Songs with overlapping but different lyrics sung simultaneously?
March 17, 2021 10:54 AM   Subscribe

I like REM's "Fall on Me" because they seem to be singing two or even three different sets of lyrics simultaneously. What is this called, and what other songs do the same thing?

I don't think this fits the description for call-and-response songs, where the backing singers chime in with answers to the main lyric, or songs where other vocalists echo a fragment of the song that has already been sung.

It's like three songs in one.

The chorus to "Fall on Me" goes like this:

Michael Stipe: Don't fall on me
Mike Mills: (What is it up in the air for?)
Bill Berry: (It's gonna fall)

I find the overlapping of different words and phrases really appealing to listen to. What other songs do this well? They don't have to be in English or even the pop genre specifically.
posted by Orkney Vole to Media & Arts (55 answers total) 34 users marked this as a favorite
 
Counter-melody, perhaps?

Two songs that use this that come to mind:

REM also does this in "It's The End Of The World As We Know It"; during the chorus, you have one voice singing that song, and another voice singing "Time I had some time alone" over it.

Simon and Garfunkel's Scarborough Fair does this throughout:

"Tell her to make me a cambric shirt
(On the side of a hill in the deep forest green)
Parsley, sage, rosemary and thyme
(Tracing a sparrow on snow-crested ground)

Without no seams nor needlework
(Blankets and bedclothes, the child of the mountain)
Then she'll be a true love of mine
(Sleeps unaware of a clarion call)"
posted by EmpressCallipygos at 10:58 AM on March 17, 2021 [6 favorites]


Simon and Garfunkel's Scarborough Fair/Canticle (which is Scarborough Fair plus The Side of a Hill). Edit: scooped!
posted by offog at 11:02 AM on March 17, 2021 [3 favorites]

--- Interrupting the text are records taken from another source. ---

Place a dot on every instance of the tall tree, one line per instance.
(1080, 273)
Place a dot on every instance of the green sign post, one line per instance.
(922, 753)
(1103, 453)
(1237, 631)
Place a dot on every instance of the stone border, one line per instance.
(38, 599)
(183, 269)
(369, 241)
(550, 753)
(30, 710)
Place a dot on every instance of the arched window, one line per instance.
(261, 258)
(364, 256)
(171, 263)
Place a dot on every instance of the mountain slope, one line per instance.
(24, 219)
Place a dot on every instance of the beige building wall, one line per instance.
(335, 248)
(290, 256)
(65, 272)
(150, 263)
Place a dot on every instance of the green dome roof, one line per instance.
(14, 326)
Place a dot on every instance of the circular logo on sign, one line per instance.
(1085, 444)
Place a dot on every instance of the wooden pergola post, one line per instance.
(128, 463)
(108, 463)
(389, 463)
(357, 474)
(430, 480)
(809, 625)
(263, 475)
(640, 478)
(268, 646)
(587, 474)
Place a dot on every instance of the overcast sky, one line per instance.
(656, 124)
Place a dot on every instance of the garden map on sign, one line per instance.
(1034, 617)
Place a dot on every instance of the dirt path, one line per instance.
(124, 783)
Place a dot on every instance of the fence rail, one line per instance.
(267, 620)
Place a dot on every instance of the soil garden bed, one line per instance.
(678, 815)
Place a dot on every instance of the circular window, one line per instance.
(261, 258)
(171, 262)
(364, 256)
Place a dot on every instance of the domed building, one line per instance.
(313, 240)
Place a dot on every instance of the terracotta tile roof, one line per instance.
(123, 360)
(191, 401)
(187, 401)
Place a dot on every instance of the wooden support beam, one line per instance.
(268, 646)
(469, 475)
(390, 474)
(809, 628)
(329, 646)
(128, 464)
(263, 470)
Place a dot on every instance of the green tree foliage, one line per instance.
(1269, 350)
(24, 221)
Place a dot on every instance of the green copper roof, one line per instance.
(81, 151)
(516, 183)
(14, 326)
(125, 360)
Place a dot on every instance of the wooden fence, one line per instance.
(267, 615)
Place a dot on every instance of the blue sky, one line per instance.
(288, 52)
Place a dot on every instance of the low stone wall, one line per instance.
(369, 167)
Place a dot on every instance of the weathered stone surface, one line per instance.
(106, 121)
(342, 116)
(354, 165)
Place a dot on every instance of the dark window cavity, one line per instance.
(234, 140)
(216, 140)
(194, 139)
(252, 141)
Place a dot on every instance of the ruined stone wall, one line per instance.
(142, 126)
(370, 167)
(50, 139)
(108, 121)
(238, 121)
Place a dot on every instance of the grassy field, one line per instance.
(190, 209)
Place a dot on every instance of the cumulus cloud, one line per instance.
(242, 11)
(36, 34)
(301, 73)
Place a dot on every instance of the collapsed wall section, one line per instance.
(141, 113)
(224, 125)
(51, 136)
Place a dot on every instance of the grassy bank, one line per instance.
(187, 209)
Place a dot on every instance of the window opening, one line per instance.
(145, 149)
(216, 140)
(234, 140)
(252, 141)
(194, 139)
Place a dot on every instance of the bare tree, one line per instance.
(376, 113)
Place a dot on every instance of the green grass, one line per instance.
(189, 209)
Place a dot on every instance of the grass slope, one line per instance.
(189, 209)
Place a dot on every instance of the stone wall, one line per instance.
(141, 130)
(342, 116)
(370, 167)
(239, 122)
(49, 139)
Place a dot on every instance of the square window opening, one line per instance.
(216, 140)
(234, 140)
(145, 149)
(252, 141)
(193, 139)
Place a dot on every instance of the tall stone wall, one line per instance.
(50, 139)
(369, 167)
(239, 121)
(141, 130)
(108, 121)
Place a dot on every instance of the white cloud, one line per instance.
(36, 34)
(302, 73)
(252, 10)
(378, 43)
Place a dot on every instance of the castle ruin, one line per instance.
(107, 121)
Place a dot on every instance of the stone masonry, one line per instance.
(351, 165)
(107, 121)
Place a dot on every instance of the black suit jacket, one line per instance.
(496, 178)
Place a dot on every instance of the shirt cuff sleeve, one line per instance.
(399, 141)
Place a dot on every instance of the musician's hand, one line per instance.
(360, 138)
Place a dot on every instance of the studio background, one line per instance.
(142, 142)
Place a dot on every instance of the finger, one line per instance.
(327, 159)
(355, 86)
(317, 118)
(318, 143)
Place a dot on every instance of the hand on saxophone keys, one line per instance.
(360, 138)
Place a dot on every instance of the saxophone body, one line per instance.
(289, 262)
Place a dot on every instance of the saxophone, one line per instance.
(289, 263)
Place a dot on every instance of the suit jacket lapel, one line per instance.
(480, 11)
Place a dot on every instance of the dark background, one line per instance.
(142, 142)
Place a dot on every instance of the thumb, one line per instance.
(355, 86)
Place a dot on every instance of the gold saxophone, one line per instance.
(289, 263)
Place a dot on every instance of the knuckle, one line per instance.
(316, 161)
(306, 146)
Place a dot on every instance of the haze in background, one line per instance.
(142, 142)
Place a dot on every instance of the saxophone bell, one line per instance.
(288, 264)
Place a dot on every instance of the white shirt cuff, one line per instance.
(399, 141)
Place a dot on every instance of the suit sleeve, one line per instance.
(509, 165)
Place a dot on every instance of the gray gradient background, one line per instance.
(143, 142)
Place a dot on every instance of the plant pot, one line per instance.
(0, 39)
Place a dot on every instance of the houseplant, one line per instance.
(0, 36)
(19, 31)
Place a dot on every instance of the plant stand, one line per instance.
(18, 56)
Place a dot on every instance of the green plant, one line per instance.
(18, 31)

Burn, Don’t Freeze from Sleater-Kinney.
posted by 1970s Antihero at 11:02 AM on March 17, 2021 [5 favorites]


i think Everything's Easy by Girlyman fits what you are looking for. The three-parts all come together at about the 3 min mark.

Tor Amos does some of this. Father Lucifer is the one song that comes to mind.
posted by archimago at 11:05 AM on March 17, 2021 [3 favorites]


The Halo Benders do this on almost every song. So much so that Calvin Johnson invented a brand-new part for their cover of The Smiths' Please Please Please Let Me Get What I Want(!)
posted by Text TK at 11:10 AM on March 17, 2021 [2 favorites]


According to this analysis by an REM fan, the live version of Harborcoat does this too.
posted by johngoren at 11:12 AM on March 17, 2021 [1 favorite]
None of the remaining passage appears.